Navigating Damped and Forced Harmonic Motion

[Saoist]

hi guys,

doing damped and forced harmonic motion at college at the moment, but i don't do further maths...hence I'm a tad behind compared to those who do (half the class). we don't need to know it for the exam itself, but you know...curiosity. does anyone know of any good online resources about FHM and DHM, maths included, but which explains clearly and concisely?

one major problem i have is that I've never seen the result:

e^(ipt)=cos(pt)+isin(pt) before. saw this in the middle of the DHM derivation which we were shown for all of 30seconds, scribbled it down.does anyone have a good derivation for this please?

 

[DeadWolfe]

Actually it's the definition of the complex exponential.

But to see that it makes sense, simple plug ipt into the power series of e^x, and look at what you get.

 

[sir-pinski]

Hi there! I can definitely relate to feeling behind in a class, especially when it comes to math.
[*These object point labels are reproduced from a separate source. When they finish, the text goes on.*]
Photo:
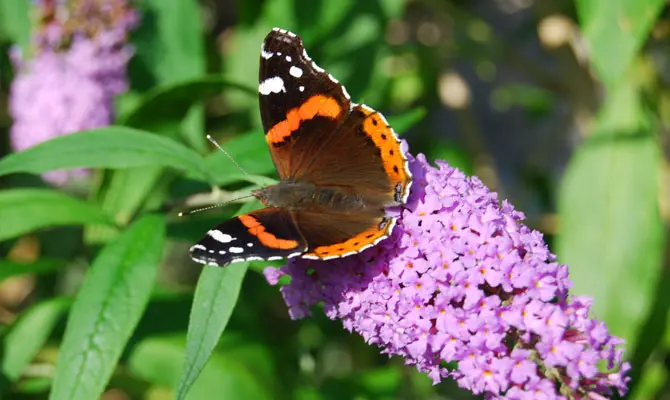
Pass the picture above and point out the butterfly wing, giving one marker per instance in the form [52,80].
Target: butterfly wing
[266,234]
[301,105]
[316,134]
[332,235]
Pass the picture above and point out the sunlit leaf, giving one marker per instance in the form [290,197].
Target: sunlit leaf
[112,147]
[26,210]
[107,310]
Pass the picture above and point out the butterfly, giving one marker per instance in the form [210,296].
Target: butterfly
[340,165]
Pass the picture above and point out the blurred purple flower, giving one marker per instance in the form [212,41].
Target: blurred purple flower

Damped and forced harmonic motion can definitely be a tricky subject, but there are definitely some great online resources that can help you understand it better.
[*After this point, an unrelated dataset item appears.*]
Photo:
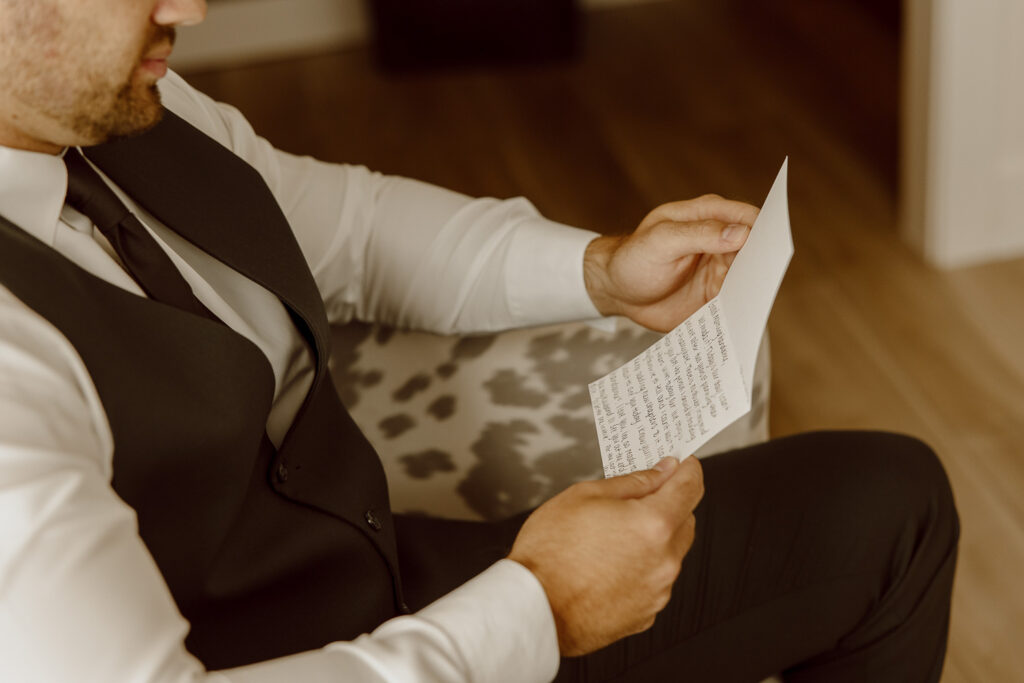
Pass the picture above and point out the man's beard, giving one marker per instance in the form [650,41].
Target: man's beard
[134,109]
First of all, I would recommend checking out Khan Academy's videos on damped and forced harmonic motion. They have a whole series of videos on the topic that break down the concepts and equations in a clear and concise way. They also have practice problems and quizzes to help you test your understanding.

Another great resource is the MIT OpenCourseWare website, which offers free online courses from MIT. They have a course specifically on damped and forced harmonic motion that includes lecture notes, practice problems, and even video lectures. It might be a bit more advanced, but it could definitely help you understand the topic in more depth.
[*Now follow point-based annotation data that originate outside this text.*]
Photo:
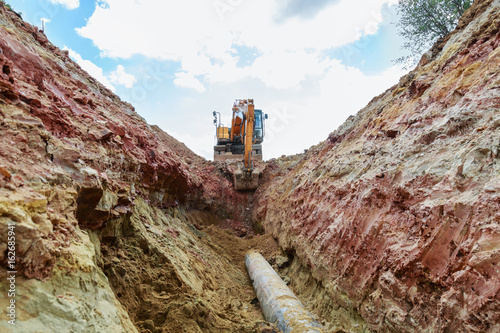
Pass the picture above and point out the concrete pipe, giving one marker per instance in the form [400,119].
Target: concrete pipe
[278,302]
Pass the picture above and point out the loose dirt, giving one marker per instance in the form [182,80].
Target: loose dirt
[200,285]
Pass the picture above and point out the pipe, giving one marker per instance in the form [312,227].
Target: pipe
[278,302]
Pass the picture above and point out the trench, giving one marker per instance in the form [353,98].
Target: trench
[183,270]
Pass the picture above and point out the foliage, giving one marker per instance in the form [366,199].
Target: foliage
[423,22]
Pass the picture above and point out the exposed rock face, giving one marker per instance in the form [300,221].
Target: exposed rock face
[397,213]
[91,188]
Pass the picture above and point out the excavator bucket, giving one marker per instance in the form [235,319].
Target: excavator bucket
[246,181]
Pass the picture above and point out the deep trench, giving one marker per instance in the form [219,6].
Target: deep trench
[157,285]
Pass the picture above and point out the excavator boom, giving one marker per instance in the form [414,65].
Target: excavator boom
[242,142]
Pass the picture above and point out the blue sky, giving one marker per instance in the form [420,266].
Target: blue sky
[309,65]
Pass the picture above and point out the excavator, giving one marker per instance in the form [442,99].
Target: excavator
[241,142]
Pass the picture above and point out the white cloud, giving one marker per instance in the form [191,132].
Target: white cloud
[202,35]
[69,4]
[119,76]
[94,70]
[306,93]
[187,80]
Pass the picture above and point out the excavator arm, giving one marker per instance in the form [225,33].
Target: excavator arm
[250,117]
[244,137]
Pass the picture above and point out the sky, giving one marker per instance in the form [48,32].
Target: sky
[308,64]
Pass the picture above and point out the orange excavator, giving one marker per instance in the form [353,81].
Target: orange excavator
[241,142]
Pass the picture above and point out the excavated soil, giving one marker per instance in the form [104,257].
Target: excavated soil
[209,292]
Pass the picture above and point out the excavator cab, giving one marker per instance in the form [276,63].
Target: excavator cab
[241,142]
As for the derivation of e^(ipt)=cos(pt)+isin(pt), I would recommend checking out Paul's Online Math Notes. They have a section specifically on complex numbers and trigonometry, which includes a derivation of this formula. They also have practice problems and examples to help solidify your understanding.

I hope these resources help you out! Just remember to take your time and practice as much as you can. With a bit of effort and persistence, I'm sure you'll be able to catch up and excel in this subject. Best of luck!